Vor 75 Jahren: Neubeginn der Demokratie in Kassel

Sie ist das oberste Organ der Stadt und Ausdruck der repräsentativen Demokratie – und hatte darum im Weltbild der Nationalsozialisten keinen Platz: Am 5. Juli 1946, vor 75 Jahren also, trat die Kasseler Stadtverordnetenversammlung zu ihrer ersten Sitzung nach der Nazi-Diktatur und dem Zweiten Weltkrieg zusammen.

„Dieses Datum steht für Wiedergeburt und Neubeginn der Demokratie in Kassel“, so Stadtverordnetenvorsteherin Dr. Martina van den Hövel-Hanemann und Oberbürgermeister Christian Geselle in einer gemeinsamen Erklärung.

Die Nazis hatten ab 1933 die demokratische Verfassung der Weimarer Republik ausgehebelt und alle staatlichen Ebenen auf Linie des Regimes gebracht. Auch die kommunale Selbstverwaltung passte dem „Führerstaat“ nicht: Ihre Beschlussorgane wurden aufgelöst, so auch die Kasseler Stadtverordnetenversammlung (31. Dezember 1933). Das Ende der Gewaltenteilung zwischen Exekutive, Legislative und Jurisdiktion sowie der Pressefreiheit bahnte den Weg in den Abgrund und das Jahrhundertverbrechen: Holocaust, Millionen Kriegsopfer und ein in weiten Teilen zerstörtes Europa – alles verübt in deutschem Namen. Kassel war Teil dieser Kriegs- und Terrormaschinerie gewesen. „Damit sich ein solches Unheil nie wiederholt, müssen wir unsere Demokratie wertschätzen und schützen. Diese Lehre haben die Mütter und Väter des Grundgesetzes gezogen, als sie das Fundament für die Bundesrepublik Deutschland legten. Doch wir alle müssen die demokratischen Werte als lebenswichtig verinnerlichen“, so Stadtverordnetenvorsteherin und Oberbürgermeister.

Hohe Wahlbeteiligung

Vor dem historischen Hintergrund sei es erstaunlich, dass die westlichen Besatzungsmächte, in Kassel die Amerikaner, den Menschen in Deutschland damals so schnell wieder Eigenverantwortung überließen. Wie groß das Interesse der Bevölkerung daran war, bewies sie bei der ersten Kommunalwahl am 26. Mai 1946 mit einer Beteiligung von 85,7 Prozent in Kassel. Auf die SPD entfielen 51,6 Prozent, CDU 25,5 Prozent, Liberal-Demokratische Partei 12,5 Prozent und Kommunistische Partei 10,4 Prozent. In ihrer ersten Sitzung im Hochzeitssaal der Stadthalle (der Sitzungsaal im Rathaus war zerstört) wählten die Stadtverordneten Christian Wittrock (SPD) zu ihrem Vorsteher und später dann Willi Seidel (SPD) als Oberbürgermeister, der am 7. April 1945 von der US-Armee kommissarisch eingesetzt worden war. 

Aufgaben

Die Stadtverordnetenversammlung hat eine herausgehobene Stellung in der kommunalen Selbstverwaltung. Ihre Aufgaben sind in der Hessischen Gemeindeordnung (HGO) definiert: Sie trifft die wichtigen Entscheidungen und überwacht die Stadtverwaltung sowie die Geschäftsführung des Magistrats, insbesondere die Verwendung der Einnahmen. Sie stellt zudem den Haushaltsplan auf. Der Magistrat hat die Stadtverordnetenversammlung über wichtige Verwaltungsangelegenheiten laufend zu unterrichten. Alle fünf Jahre entscheiden die Bürgerinnen und Bürger bei der Kommunalwahl neu über ihre Zusammensetzung. 
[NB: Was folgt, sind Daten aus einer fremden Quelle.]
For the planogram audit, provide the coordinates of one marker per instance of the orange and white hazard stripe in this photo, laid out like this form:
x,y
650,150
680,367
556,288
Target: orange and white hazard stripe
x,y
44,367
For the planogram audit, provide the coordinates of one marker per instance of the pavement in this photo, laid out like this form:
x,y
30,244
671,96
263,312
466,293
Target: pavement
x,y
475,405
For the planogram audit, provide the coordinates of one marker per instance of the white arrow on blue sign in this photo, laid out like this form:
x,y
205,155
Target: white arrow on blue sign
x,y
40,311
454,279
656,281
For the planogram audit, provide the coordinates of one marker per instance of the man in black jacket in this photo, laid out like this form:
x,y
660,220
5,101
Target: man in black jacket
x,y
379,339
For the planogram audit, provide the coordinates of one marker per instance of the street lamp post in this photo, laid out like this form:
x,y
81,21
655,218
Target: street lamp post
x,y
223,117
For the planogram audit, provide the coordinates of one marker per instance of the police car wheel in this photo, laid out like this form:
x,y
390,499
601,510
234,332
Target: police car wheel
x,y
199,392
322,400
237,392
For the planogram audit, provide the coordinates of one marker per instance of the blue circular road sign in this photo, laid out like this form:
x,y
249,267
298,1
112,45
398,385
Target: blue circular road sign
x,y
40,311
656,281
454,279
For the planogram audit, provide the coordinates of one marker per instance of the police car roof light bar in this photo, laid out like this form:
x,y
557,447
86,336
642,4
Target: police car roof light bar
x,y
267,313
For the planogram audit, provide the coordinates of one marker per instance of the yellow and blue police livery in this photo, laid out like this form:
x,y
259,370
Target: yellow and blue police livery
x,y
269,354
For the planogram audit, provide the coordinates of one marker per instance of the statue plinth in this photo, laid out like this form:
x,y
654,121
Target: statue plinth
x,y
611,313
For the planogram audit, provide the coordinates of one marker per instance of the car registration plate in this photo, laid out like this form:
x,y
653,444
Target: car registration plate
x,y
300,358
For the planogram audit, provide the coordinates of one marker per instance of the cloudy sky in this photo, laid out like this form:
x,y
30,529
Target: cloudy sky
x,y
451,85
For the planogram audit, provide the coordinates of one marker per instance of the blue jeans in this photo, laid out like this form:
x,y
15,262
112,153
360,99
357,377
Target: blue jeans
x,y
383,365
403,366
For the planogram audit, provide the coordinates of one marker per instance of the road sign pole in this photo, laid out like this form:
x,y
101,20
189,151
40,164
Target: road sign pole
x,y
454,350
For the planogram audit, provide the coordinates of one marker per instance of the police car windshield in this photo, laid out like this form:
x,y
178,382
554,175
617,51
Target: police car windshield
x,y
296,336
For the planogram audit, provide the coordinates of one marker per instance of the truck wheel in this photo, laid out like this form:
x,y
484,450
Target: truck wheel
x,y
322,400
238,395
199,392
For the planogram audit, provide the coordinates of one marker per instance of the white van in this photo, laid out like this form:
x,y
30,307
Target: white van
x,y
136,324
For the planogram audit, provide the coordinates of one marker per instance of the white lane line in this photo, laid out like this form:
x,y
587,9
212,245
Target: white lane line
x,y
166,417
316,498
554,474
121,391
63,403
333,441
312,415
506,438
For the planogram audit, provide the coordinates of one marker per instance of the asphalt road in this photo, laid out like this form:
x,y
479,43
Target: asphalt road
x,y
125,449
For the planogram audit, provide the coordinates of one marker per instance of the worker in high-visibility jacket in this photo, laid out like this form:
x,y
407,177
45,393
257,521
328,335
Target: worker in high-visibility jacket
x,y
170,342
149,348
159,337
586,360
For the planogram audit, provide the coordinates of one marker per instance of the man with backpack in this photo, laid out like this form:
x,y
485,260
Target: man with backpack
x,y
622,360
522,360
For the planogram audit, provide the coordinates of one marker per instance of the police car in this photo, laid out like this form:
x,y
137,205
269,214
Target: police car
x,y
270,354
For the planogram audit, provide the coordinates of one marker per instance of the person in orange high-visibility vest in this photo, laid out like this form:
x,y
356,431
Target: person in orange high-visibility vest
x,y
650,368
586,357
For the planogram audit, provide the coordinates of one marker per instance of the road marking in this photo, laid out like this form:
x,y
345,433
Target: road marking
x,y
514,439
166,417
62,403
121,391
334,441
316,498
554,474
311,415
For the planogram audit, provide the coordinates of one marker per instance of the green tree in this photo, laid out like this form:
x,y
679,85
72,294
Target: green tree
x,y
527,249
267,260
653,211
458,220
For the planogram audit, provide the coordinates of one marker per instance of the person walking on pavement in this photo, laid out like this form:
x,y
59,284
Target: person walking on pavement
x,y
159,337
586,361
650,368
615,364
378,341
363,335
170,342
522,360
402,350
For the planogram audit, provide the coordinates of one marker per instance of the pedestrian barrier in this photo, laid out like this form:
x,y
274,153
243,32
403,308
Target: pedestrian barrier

„Nutzen Sie die Möglichkeit, vor Ort mitzuwirken, verfolgen Sie die kommunalpolitischen Diskussionen, und bringen Sie sich selbst für unsere Demokratie ein, damit unsere Stadt in eine gute Zukunft geht“, appellieren Stadtverordnetenvorsteherin Dr. van den Hövel-Hanemann und Oberbürgermeister Geselle abschließend.